Wege, die wir gehen – oder auch besser nicht
Von rechts nach Krieg
30.4.24
„Je älter ich werde, desto öfter denke ich über die verworrenen Wege nach, die der Mensch geht, und wie es wohl kommen mag, dass er diesen einschlägt und jenen nicht. Was die Amerikaner als Background bezeichnen – soziale Herkunft, Veranlagung, elterliches Vorbild – dürfte die generelle Richtung dieser Wege bestimmen; aber immer wieder stößt er dabei auf neue Wegscheiden, und wer will sagen, ob es ganz und gar der eigene Wille ist, der ihn veranlasst, sich hierhin zu wenden oder dorthin, oder ob nicht doch der Finger eines Anderen ihm sacht auf die Schulter tippte? Und einmal gesetzt der Fall, dass der Mensch tatsächlich sein Schicksal mit eigenen Händen lenkt, inwieweit tut er es durchaus mit Vorbedacht? Und welche Momente sind es, die ihn im Augenblick der Entscheidung bewegen? War es ein Impuls, fehlgelenkt oder auch völlig richtig gesteuert, von einer Hirnzelle zur nächsten? Oder ein Blick, eine plötzliche Sympathie, ein Einfall aus unbekannter Quelle? Oder wieder nur der pure Zufall, den die Gottgläubigen so gerne begreifen als Willen eines Höheren?
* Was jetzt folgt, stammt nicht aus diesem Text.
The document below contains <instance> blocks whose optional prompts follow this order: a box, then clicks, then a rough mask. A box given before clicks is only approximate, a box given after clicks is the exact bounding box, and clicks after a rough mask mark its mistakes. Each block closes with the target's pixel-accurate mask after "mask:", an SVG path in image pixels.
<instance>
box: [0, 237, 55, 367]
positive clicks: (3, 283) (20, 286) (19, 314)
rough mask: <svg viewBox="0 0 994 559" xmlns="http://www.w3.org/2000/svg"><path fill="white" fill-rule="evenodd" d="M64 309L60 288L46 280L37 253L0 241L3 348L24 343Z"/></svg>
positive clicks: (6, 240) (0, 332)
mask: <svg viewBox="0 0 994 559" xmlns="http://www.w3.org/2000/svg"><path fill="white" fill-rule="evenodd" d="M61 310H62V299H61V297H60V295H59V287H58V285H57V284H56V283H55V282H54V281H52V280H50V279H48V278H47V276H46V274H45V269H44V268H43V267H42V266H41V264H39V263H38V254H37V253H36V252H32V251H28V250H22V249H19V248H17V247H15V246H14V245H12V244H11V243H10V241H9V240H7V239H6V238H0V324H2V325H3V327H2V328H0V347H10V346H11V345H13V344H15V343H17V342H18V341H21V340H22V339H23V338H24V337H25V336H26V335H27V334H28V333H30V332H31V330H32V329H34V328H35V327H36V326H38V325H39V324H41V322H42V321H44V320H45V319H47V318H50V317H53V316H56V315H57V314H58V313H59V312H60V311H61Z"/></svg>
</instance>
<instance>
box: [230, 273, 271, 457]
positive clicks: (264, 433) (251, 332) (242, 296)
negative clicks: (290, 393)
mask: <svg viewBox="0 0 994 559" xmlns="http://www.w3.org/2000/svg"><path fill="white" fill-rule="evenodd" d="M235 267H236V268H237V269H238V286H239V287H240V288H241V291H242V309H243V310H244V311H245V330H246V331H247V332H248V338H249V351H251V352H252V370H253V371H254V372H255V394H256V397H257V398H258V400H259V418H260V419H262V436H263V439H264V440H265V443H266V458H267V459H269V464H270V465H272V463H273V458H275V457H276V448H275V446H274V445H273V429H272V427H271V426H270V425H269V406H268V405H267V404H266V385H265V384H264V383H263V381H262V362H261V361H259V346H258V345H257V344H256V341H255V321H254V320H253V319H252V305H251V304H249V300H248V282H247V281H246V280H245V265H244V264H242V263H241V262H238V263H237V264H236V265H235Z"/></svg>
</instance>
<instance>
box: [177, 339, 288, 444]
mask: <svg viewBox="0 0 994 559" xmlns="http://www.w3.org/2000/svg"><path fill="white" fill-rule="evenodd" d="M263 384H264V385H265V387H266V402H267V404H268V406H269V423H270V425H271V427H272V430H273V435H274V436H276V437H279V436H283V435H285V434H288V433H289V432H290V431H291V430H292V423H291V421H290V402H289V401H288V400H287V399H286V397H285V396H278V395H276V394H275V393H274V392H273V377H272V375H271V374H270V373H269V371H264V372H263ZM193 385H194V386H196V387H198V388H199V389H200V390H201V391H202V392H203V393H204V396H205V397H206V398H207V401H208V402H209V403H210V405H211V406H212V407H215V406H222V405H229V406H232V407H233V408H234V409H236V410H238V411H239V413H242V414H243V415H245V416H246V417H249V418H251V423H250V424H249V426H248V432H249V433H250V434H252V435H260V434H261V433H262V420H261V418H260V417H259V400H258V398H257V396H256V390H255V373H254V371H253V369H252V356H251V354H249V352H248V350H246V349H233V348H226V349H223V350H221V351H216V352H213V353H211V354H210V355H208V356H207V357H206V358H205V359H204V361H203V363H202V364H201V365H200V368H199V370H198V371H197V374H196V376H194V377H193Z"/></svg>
Hätte sich, um ein Beispiel zu nehmen, der junge Flieg an diesem Morgen entschieden, beim Frühstück nicht die Zeitung zu studieren, sondern sein Schulbuch, er wäre nie auf die Nachricht gestoßen, dass die Generalität der Reichswehr eine Anzahl ihrer Offiziere als Instrukteure der Kuomintang-Armee nach China zu entsenden beabsichtige; und wäre ihm, nachdem er während der ersten Schulstunde des weiteren über die Sache nachgedacht hatte, in der zweiten nicht der ziemlich banale Reim >exportieren – Offizieren< eingefallen, so hätte er sich wohl kaum entschlossen, ein ganzes Gedicht zu dem Thema unter der Schulbank zu schreiben und hätte dies Gedicht auch nicht während des protestantischen Religionsunterrichts in der dritten Stunde, von dem er dispensiert war, zur Redaktion der Chemnitzer Volksstimme getragen und wäre somit auch nicht der Mittelpunkt eines politischen Provinzskandals geworden, in dessen Folge er gezwungen war, Deutschland bereits im März 1933 zu verlassen; vielmehr wäre er im Lande geblieben wie andere seinesgleichen und hätte mit großer Wahrscheinlichkeit als Wölkchen über Auschwitz geendet.“
Was Stefan Heym hier beschreibt, geschah ihm, dem 18jährigen Oberschüler mit richtigem Namen Helmut Flieg und Jude, im Jahr 1931 kurz vor seinem Abitur, das an dieser Schule nicht mehr möglich war. Seine Mitschüler verprügelten ihn am nächsten Tag, was er als von 'außen gesteuert' erkannte, da seine Mitschüler nicht die typischen Leser der Chemnitzer Volksstimme waren („denn welcher Chemnitzer Gymnasiast las schon ein Arbeiterblatt wie die Volksstimme“). Die Sozialdemokraten, die in Dresden regierten, empfahlen dem Jungen die Schule zu verlassen und die Nationalsozialisten organisierten eine Versammlung in einer Gaststätte, die sehr zahlreich besucht wurde und Redner mit Rang und Namen auftraten. Unter Beifall und Schmährufen wurde gefordert, dass er niemals ein deutsches Abitur machen und an einer deutschen Hochschule studieren dürfe und „die Landtagsfraktion der Nationalsozialistischen Deutschen Arbeiterpartei möge dafür eintreten, dass der Primaner Flieg von der Schule entfernt und verhindert wird, an einer deutschen Schule ein Abiturientenexamen abzulegen. Von sich aus fügte die Redaktion des Chemnitzer Tageblatts hinzu, sie hoffe, dass durch diesen Abend der Staatsanwalt auf den Fall Flieg aufmerksam geworden sei; es gäbe ja das Republikschutzgesetz.......).